MLK’s philosophy was not color blindness. This is just what people hear if they listen to one line from one speech from his entire career.
He also explicitly stated that programs that specifically benefited black people and only black people as a mechanism to address prior injustice would be justified.
“A society that has done something special against the negro for hundreds of years must now do something special for the negro”.
Sure, but that's not important to the point I'm making. If you asked almost everybody even two years ago what "racism" or "anti-racism" meant, and what Atticus Finch stood for, you would have gotten some version of "colour blindness" and probably some reference to MLK, because that one speech is what they consider the best expression of the view. Whatever else MLK said is irrelevant - it's about the specific idea that most people associated with anti-racism.
The modern "anti-racists" have very different beliefs, which would have very little support if the implications were spelled out clearly to everyone, and therefore these beliefs need to be laundered and disguised as something more respectable. Hence the language games.
Of course it is important. Because it is moral justification for why "color blindness" is morally superior to alternatives pushed by a subset of anti-racists. By referencing MLK, a figure often revered as a moral compass, your post presents anti-racists as a corrupted extension of the valid work done in the 60s.
My point is that if you want to complain about modern anti-racists, you are very likely also complaining about MLK's beliefs too. That can be a thing you can do, but your moral foundations become less automatically rock solid and require some justification.
The point was not that modern anti-racists are wrong because they disagreed with MLK on some topics, it was that they are wrong because they completely reject colour blindness, of which MLK’s famous statements are one well-known example.

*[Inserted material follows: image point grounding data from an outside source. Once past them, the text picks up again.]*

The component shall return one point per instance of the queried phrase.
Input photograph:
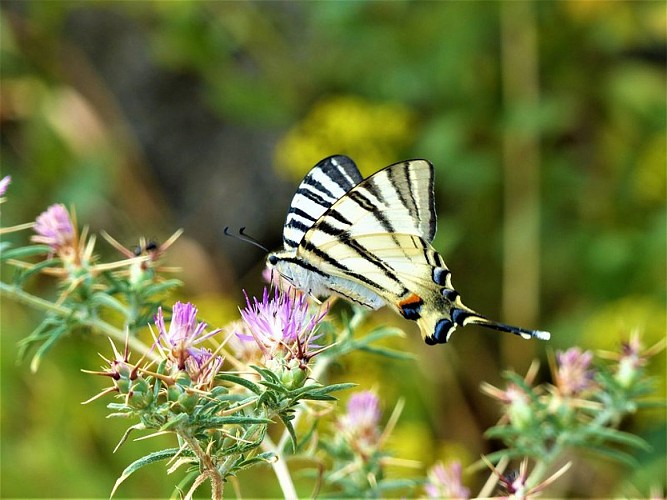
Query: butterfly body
(369, 241)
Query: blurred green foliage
(381, 81)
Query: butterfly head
(283, 265)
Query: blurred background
(546, 125)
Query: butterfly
(369, 241)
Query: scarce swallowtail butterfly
(369, 241)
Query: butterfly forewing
(369, 241)
(326, 182)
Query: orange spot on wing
(410, 307)
(412, 299)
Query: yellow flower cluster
(373, 135)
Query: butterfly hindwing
(326, 182)
(369, 241)
(409, 275)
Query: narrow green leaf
(163, 286)
(388, 353)
(240, 381)
(23, 252)
(620, 437)
(267, 374)
(612, 454)
(143, 461)
(54, 335)
(104, 299)
(317, 397)
(232, 420)
(24, 274)
(267, 456)
(175, 422)
(290, 430)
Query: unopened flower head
(360, 425)
(202, 366)
(283, 325)
(444, 481)
(54, 228)
(573, 375)
(630, 361)
(183, 334)
(4, 183)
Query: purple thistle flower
(444, 481)
(360, 425)
(282, 324)
(4, 183)
(183, 334)
(54, 228)
(573, 375)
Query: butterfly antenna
(464, 316)
(523, 332)
(244, 237)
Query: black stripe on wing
(357, 250)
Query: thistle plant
(225, 392)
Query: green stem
(94, 324)
(217, 484)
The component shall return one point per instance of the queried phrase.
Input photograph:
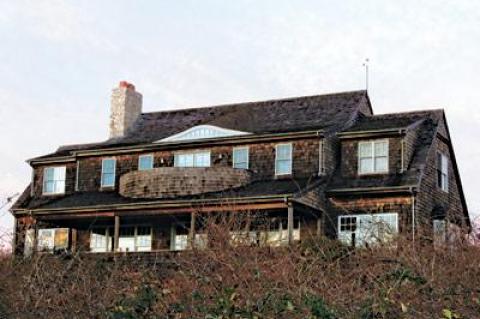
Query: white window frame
(359, 240)
(373, 157)
(144, 156)
(290, 157)
(44, 182)
(443, 170)
(48, 244)
(108, 241)
(102, 184)
(194, 155)
(439, 231)
(235, 149)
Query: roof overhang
(412, 189)
(372, 133)
(171, 145)
(190, 204)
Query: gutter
(174, 145)
(371, 190)
(372, 133)
(160, 204)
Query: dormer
(202, 132)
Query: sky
(60, 60)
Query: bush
(317, 279)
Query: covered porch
(277, 223)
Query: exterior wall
(168, 182)
(409, 141)
(430, 196)
(261, 164)
(402, 205)
(22, 224)
(349, 156)
(70, 172)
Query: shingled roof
(329, 112)
(263, 188)
(424, 122)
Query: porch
(278, 224)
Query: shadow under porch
(152, 231)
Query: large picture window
(442, 172)
(54, 180)
(373, 157)
(358, 230)
(197, 159)
(130, 239)
(283, 159)
(108, 172)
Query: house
(310, 165)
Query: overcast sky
(60, 60)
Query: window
(439, 231)
(145, 162)
(52, 239)
(144, 239)
(358, 230)
(373, 157)
(54, 180)
(131, 238)
(108, 172)
(240, 157)
(442, 172)
(197, 159)
(101, 240)
(283, 159)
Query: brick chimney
(125, 108)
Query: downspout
(412, 190)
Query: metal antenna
(365, 64)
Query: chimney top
(127, 85)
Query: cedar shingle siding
(319, 196)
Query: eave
(408, 189)
(138, 148)
(158, 204)
(372, 133)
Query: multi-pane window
(283, 159)
(52, 239)
(442, 172)
(373, 157)
(145, 162)
(240, 157)
(54, 180)
(108, 172)
(100, 240)
(358, 230)
(144, 238)
(197, 159)
(439, 231)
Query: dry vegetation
(315, 279)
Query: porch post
(319, 226)
(35, 238)
(290, 223)
(116, 233)
(74, 240)
(191, 235)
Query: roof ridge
(257, 101)
(410, 112)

Perhaps I should have picked a different person or just not mentioned him.
Again: It’s about the specific idea, not a person. And the idea is what is being hijacked, to mean almost the opposite of what was generally accepted.
No, it was already very well accepted that you shouldn’t throw white people in jail for crimes they didn’t commit. It was not well accepted if the accused was black. The challenge was to persuade people (many of whom were racists) to see the accused man as equal to a white man before the law, and deserving of the same treatment as a white man would have received. In other words, to persuade people to be blind to his colour in their assessment of the case.
There are plenty of novels about defending people against crimes they didn’t commit. This one is about much more than that.
> it was already very well accepted that you shouldn’t throw white people in jail for crimes they didn’t commit.
I can agree in general, but the case in To Kill a Mockingbird is a little more complex than that. Tom Robinson actually committed the offense of having sex with a girl whose father didn't approve of him. This was shoehorned into the legal system by accusing him of the crime of "rape". This approach is quite current today under the name "statutory rape", and is applied in a race-blind manner.
So it's plausible that if Tom Robinson had been a comparably undesirable white, something very similar would have happened. A lot of things that did happen were specific to him being black, but the very basic framework of the case wasn't.
The whole point of the story is that he is black and gets treated unfairly (accused of a crime) because of that. It’s fundamentally about the racial discrimination that was rife at the time.
Take that one element away by making him white, and it remains an interesting story but now it’s about something very different, and I doubt it would be as famous today. It’s also not clear Harper Lee would have bothered to write it.
> Take that one element away by making him white, and it remains an interesting story but now it’s about something very different, and I doubt it would be as famous today.
It would be Bridge of Spies, which makes the same comments on what it should mean to be a lawyer, and on the nature of mob justice, while making the two changes that the defendant is (1) white and (2) actually guilty of the same offense he's charged with.
He also explicitly stated that programs that specifically benefited black people and only black people as a mechanism to address prior injustice would be justified.
“A society that has done something special against the negro for hundreds of years must now do something special for the negro”.